The conservation group’s stated aim is to see the number of wild tigers double by 2022 (the Year of the Tiger in the Chinese calendar), and not only in Nepal. That would mean allowing thousands of tigers to join the ranks of the current 4,000 or so wild tigers within just the space of a few years.
Impossible? Maybe not. If the 13 countries in the world with tiger ranges pull their act together and follow Nepal’s example in stepping up conservation efforts, tigers will be able to bounce back. Encouragingly, countries like India and Thailand have enacted policies that have allowed tiger numbers to grow, if only slightly, in recent years.
Consider this: a century ago there were around 100,000 tigers from Bali to Siberia. Since then, Balinese tigers, Caspian tigers and Javan tigers have already gone extinct. The other six subspecies struggle on for survival with tooth and claw. Unless we act decisively to protect them, their days too are numbered. By contrast, at least 10,000 tigers languish in captivity worldwide. That is to say, captive tigers outnumber wild ones almost three to one. That alone should give us pause about how dire the situation of tigers is in the wild.
So should this: two tigers are killed on average every single week, according to a recent report by the nonprofit TRAFFIC and WWF. Based on data from the 801 seizures of tiger parts recorded in Asia between 2000 and 2015, the two NGOs estimate that a minimum of 1,755 tigers were killed for those parts, which are prized as ingredients in traditional Chinese medicine. That translates into an average of more than two animals killed per week. Many of those tigers were likely captive animals kept at tiger farms. Yet animals in the wild remain at as much risk of being poached as ever, TRAFFIC and WWF say.

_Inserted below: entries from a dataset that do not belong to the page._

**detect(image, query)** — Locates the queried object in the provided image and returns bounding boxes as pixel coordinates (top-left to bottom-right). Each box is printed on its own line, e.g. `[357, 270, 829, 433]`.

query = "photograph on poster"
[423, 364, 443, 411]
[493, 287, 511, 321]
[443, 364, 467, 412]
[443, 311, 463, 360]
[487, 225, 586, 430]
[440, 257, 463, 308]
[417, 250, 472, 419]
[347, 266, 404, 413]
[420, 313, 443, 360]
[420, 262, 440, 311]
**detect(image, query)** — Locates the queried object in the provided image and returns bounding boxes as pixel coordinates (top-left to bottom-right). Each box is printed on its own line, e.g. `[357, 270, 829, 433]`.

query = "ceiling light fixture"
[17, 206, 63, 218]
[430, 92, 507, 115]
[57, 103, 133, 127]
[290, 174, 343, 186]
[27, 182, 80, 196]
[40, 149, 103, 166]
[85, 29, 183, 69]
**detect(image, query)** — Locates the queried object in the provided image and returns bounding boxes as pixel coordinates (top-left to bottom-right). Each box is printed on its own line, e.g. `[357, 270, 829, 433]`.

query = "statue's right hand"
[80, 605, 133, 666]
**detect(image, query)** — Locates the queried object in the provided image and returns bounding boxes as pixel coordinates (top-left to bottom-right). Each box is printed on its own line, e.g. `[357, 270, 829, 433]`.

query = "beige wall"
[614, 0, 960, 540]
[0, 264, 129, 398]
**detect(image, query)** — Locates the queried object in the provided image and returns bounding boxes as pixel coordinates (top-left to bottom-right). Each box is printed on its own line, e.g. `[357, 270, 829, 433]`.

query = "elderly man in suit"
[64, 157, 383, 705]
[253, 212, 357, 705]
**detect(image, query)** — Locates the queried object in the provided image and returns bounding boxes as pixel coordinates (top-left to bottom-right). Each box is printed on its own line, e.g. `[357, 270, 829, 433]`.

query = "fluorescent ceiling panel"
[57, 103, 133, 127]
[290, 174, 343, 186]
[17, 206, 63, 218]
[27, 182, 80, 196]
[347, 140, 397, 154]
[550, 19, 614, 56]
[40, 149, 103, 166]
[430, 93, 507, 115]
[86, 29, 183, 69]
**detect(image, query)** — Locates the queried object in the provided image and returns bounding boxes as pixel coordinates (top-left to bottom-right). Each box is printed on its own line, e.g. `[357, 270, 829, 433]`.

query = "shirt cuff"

There is also growing evidence that wildlife traffickers are still exploiting a smugglers’ route in Southeast Asia that stretches from Thailand to Vietnam via Laos. In all three countries the number of tiger farms has risen in recent years. “This analysis provides clear evidence that illegal trade in tigers, their parts and products, persists as an important conservation concern,” said Steven Broad, executive director of TRAFFIC. “Despite repeated government commitments to close down tiger farms in Asia, such facilities are flourishing and playing an increasing role in fuelling illegal trade.”
Conservationists are bringing increasing pressure to bear on governments to close down tiger farms, which routinely market themselves as centers for tiger conservation while in fact exploiting captive tigers as tourist attractions. Many of these farms operate as little more than meat factories where the predators are cooped up in small cages where visitors can gawk at the majestic creatures before the animals are slaughtered, away from public view, and sold for dinner tables and shelves in apothecaries.
In an especially notorious case a Buddhist temple in central Thailand, where tourists could pose for pictures with tigers, was found to have sold the parts of several tigers on the black market. In Vietnam, too, several recent seizures of tiger parts have revealed a thriving black market. The government of Laos has pledged to shut down commercial tiger farms in the country.
“Criminal networks are increasingly trafficking captive bred tigers around Asia, undermining law enforcement efforts and helping to fuel demand,” said Ginette Hemley, a conservationist at WWF. “Tiger range countries must rapidly close their farms or wild tigers will face a future only as skin and bones.”
A stark warning. But we had better heed it.